The price of the Turbo Levo Comp has gone up a little since last year, and now it retails for $5,950. This is one of the most expensive models in our test, but because we feel it is the best overall electric mountain bike, we still believe that it represents a good value. If a versatile and well-rounded performance with a good design and sleekest style are high on your list, then the Turbo Levo has got you covered.
We've said it before, but we'll say it again. If you're looking for an e-bike that handles like a regular trail bike, look no further than the 2020 Turbo Levo Comp. Much like its predecessor, the new version impressed our testers with its trail manners and impressive versatility. While many heavyweight e-bikes feel very one-dimensional, the Turbo Levo offers a more well-rounded performance with a lighter feel and handling at low speeds and in tight terrain, yet it manages to maintain stability at speed. Specialized's new 2.1 motor is lighter than ever, and the bike weighs even less as a result, plus it's cleanly integrated along with the battery into the design of the frame. The Turbo Levo remains the least e-bike looking model on the market with one of the quietest motors out there. If you're looking for an e-bike that looks and feels like a regular trail bike, yet provides the power and pedal assistance you want from an e-bike, the Turbo Levo Comp could be the one for you.
Other Versions and Accessories
Specialized makes several versions of their popular Turbo Levo e-MTBs ranging in retail price from $12,050 for the fully decked out S-Works model down the $4,950 base model.
-The S-Works Turbo Levo ($12,050) comes with all the bells and whistles including a carbon frame, carbon wheels, Fox Factory suspension, a SRAM XO1 drivetrain, and a 700Wh battery.
-The Turbo Levo Expert ($8,250) comes with a carbon frame, RockShox Pike fork and Deluxe RT3 rear shock, SRAM X1 drivetrain, Code brakes, and a 700Wh battery.
-The Turbo Levo Comp Carbon ($6,950) is the carbon fiber framed version of the model we tested.
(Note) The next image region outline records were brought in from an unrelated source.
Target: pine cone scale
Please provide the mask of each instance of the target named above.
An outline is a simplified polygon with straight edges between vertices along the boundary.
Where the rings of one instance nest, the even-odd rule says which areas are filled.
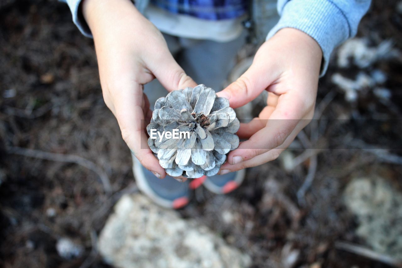
[[[203,85],[172,91],[156,101],[147,126],[148,144],[168,175],[197,178],[217,173],[226,154],[239,145],[235,133],[240,123],[229,105],[228,100]],[[178,130],[180,136],[151,138],[152,130],[172,133]]]

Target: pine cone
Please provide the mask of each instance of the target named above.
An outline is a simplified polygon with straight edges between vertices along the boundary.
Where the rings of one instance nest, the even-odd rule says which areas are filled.
[[[226,154],[239,146],[240,123],[229,101],[203,85],[175,91],[160,98],[147,127],[148,144],[168,175],[198,178],[219,171]],[[189,138],[168,138],[151,130],[189,132]],[[155,137],[155,130],[153,138]]]

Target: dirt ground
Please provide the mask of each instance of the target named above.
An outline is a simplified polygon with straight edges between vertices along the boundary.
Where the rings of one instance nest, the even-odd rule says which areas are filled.
[[[358,36],[373,46],[390,39],[400,52],[398,2],[374,1]],[[353,78],[359,70],[332,61],[320,82],[320,120],[304,131],[311,146],[324,149],[315,150],[316,156],[291,170],[284,168],[285,157],[249,169],[244,184],[227,196],[197,190],[183,216],[248,253],[256,267],[279,267],[292,254],[295,267],[388,267],[336,246],[365,246],[342,203],[352,179],[375,175],[402,189],[402,163],[392,160],[402,153],[402,60],[384,59],[362,70],[375,69],[386,74],[382,86],[392,97],[380,100],[368,87],[348,102],[331,78]],[[135,190],[131,159],[103,99],[92,41],[72,23],[66,5],[0,4],[0,266],[107,266],[92,245],[119,198]],[[369,144],[387,149],[385,156],[365,150]],[[301,148],[285,156],[299,155]],[[308,174],[314,180],[298,198]],[[230,224],[228,215],[234,219]],[[80,257],[59,256],[55,245],[65,237],[83,247]]]

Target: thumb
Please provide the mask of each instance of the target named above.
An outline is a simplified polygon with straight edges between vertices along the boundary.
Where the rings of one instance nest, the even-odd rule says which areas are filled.
[[[269,66],[253,63],[242,76],[216,95],[228,99],[232,108],[242,106],[256,98],[271,84],[273,78],[269,76]]]
[[[150,70],[156,79],[168,91],[194,87],[197,84],[186,74],[170,53],[155,66],[150,66]],[[154,68],[152,68],[154,67]]]

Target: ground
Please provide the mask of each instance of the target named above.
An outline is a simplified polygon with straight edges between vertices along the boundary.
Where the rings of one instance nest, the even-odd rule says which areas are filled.
[[[396,56],[360,68],[340,68],[334,57],[319,83],[320,120],[306,129],[306,138],[279,159],[249,169],[227,196],[197,190],[182,216],[247,252],[254,267],[280,266],[292,256],[296,267],[388,267],[336,245],[366,246],[343,203],[353,178],[379,176],[402,190],[398,2],[375,1],[358,33],[373,47],[390,40]],[[379,97],[371,85],[347,101],[332,82],[336,73],[354,79],[374,70],[386,74],[381,87],[390,97]],[[129,151],[103,99],[92,41],[72,23],[66,5],[0,4],[0,266],[107,266],[94,241],[119,198],[136,190]],[[368,144],[386,152],[367,150]],[[303,145],[314,148],[314,155],[289,168]],[[301,195],[306,176],[314,180]],[[56,244],[63,237],[82,254],[60,257]]]

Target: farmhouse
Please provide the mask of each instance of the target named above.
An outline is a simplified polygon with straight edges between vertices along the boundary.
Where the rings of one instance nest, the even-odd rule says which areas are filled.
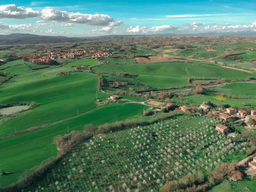
[[[58,74],[56,74],[56,76],[65,76],[68,75],[69,74],[68,72],[60,72]]]
[[[251,111],[251,115],[256,115],[256,110],[252,110]]]
[[[169,110],[173,106],[172,103],[167,102],[166,104],[166,110]]]
[[[119,99],[119,96],[117,95],[111,95],[109,97],[109,99],[113,101],[116,101],[117,99]]]
[[[227,126],[219,124],[217,124],[215,126],[216,131],[219,132],[220,133],[226,134],[229,132],[229,128],[228,128]]]
[[[212,107],[205,103],[203,103],[200,106],[200,108],[203,109],[203,110],[208,110],[209,109],[211,109]]]
[[[179,109],[184,112],[188,112],[190,110],[190,108],[187,107],[186,106],[179,107]]]
[[[237,115],[238,115],[239,116],[244,116],[246,115],[247,114],[247,111],[243,110],[243,109],[239,109],[238,110],[238,113],[237,113]]]
[[[254,170],[256,170],[256,156],[253,157],[252,161],[249,162],[248,165]]]
[[[232,117],[223,113],[221,113],[219,115],[219,118],[221,119],[227,121],[230,118],[232,118]]]
[[[236,113],[236,109],[234,109],[232,107],[229,107],[226,109],[227,113],[229,113],[229,114],[234,114]]]
[[[249,123],[250,119],[252,119],[252,126],[253,127],[255,126],[255,125],[256,124],[256,115],[251,115],[251,116],[249,115],[249,116],[246,116],[245,119],[244,120],[244,122],[246,123]]]

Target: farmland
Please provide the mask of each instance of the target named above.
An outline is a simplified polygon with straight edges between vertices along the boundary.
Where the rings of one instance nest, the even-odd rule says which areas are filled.
[[[247,114],[256,109],[256,44],[236,37],[175,38],[89,38],[3,48],[0,191],[26,183],[56,158],[33,183],[15,189],[155,191],[195,174],[202,179],[195,185],[209,185],[218,163],[253,153],[256,141],[244,133],[254,137],[253,129],[235,114],[239,122],[232,124],[210,113],[227,113],[227,106]],[[81,50],[84,54],[66,57]],[[54,55],[57,62],[37,63],[32,54],[37,61]],[[188,89],[173,90],[182,87]],[[213,109],[203,110],[203,103]],[[181,111],[183,105],[188,111]],[[229,126],[236,138],[217,132],[218,123]],[[90,139],[73,146],[74,131]],[[62,153],[57,136],[70,151]],[[226,176],[214,183],[224,179],[224,186],[213,191],[225,187]],[[239,183],[251,179],[245,179]]]
[[[229,156],[237,154],[243,158],[247,147],[246,143],[236,143],[217,134],[211,128],[217,122],[205,116],[181,116],[95,137],[76,147],[26,190],[39,186],[39,191],[47,191],[67,188],[156,191],[166,181],[189,172],[206,174],[217,162]],[[229,144],[225,146],[225,142]]]
[[[167,89],[188,86],[187,79],[215,78],[220,79],[245,79],[254,74],[225,68],[217,65],[194,62],[192,63],[163,62],[157,63],[109,64],[95,67],[95,73],[125,72],[138,74],[137,79],[145,85],[154,88]],[[153,73],[154,71],[154,73]],[[159,83],[158,82],[161,82]]]
[[[256,94],[255,83],[233,83],[212,89],[214,91],[238,97],[239,98],[253,98]]]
The primary differences are the carbon frame and Fox suspension front and rear.
-The Women's Turbo Levo Comp ($5,950) has an identical build to the model we tested but comes with slightly different geometry and in a different colorway.
-The base model Turbo Levo ($4,950) has an alloy frame, and the notable downgrades compared to the model we tested include an NX drivetrain, RockShox Sector RL fork, and SRAM Level T brakes.It is also worth noting that the new batteries for the Turbo Levo models are the same size regardless of storage capacity. That means you can swap a 500Wh battery with a 700Wh battery, and vice versa, depending on your needs. The larger the battery storage, the heavier the battery, so this may be of interest to some users.